After emigrating to Australia in the early 1950s, Nadel became a stalwart of the Sydney Jewish community, helping to found the Community Security Group (CSG) and JCA, while also serving on the NSW Jewish Board of Deputies and the NSW Jewish War Memorial.

Having had army experience and CIA training, he also became Israel’s point-man for providing security to Israeli dignitaries visiting Australia.

He provided protection for luminaries including Moshe Dayan, Abba Eban and Menachem Begin, who was a personal friend.

In 1976, the Israeli Ministry of Defence awarded him the Decoration to Fighters for the State of Israel, which has been bestowed on only a handful of recipients.

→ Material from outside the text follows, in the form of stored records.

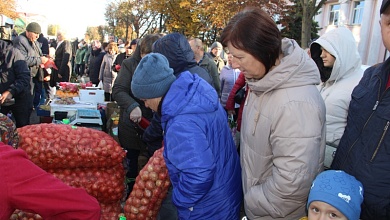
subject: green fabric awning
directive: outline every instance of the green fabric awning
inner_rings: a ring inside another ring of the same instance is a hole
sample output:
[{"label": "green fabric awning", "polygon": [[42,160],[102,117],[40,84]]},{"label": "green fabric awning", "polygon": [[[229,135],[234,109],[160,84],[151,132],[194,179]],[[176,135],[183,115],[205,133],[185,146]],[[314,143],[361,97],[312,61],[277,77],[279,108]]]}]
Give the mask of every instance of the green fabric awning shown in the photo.
[{"label": "green fabric awning", "polygon": [[15,26],[26,27],[26,22],[24,22],[21,18],[17,18],[15,19]]}]

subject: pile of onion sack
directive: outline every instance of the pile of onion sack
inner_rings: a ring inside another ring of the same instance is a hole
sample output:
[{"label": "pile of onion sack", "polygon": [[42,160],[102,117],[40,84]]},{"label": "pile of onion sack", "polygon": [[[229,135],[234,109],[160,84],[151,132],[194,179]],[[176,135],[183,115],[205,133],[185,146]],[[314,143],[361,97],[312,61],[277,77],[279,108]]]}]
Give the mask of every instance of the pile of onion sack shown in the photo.
[{"label": "pile of onion sack", "polygon": [[[64,124],[28,125],[19,128],[18,133],[19,148],[32,162],[95,197],[102,209],[102,220],[118,219],[121,200],[126,196],[126,152],[110,135]],[[20,211],[17,214],[20,216]]]},{"label": "pile of onion sack", "polygon": [[154,220],[170,186],[168,170],[162,155],[163,147],[155,151],[142,168],[125,204],[127,219]]}]

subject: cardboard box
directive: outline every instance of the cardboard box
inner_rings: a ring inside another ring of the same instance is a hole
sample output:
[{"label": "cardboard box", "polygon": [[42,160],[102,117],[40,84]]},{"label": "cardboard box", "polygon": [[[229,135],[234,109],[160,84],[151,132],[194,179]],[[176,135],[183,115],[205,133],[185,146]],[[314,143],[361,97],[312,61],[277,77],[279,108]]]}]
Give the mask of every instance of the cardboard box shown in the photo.
[{"label": "cardboard box", "polygon": [[80,102],[104,102],[104,90],[100,89],[80,89],[79,90]]}]

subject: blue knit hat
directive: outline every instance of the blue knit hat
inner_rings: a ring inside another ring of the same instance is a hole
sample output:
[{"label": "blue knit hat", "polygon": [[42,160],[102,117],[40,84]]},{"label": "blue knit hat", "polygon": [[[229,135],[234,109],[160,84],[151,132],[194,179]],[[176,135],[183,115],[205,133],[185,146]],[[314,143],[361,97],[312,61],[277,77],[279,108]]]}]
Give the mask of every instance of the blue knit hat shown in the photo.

Nadel told The AJN last week, “Israel to me is everything.”Despite his love for the Jewish nation, and his children having made aliyah many years ago, he decided to stay in Sydney. But while far away, his family have remained a source of pride and joy.Sadly, his wife Lita passed away one-and-a-half years ago.

Nadel was also honoured by the Sydney Jewish Museum (SJM), of whom he is a staunch supporter, at a recent tea party at the Montefiore Home in Randwick, where he resides.

Paying tribute, SJM development director Rob Schneider said of Nadel, “Julius is a man who spans generations. He can relate to young people and to old and he is a legend and inspiration to all of us.”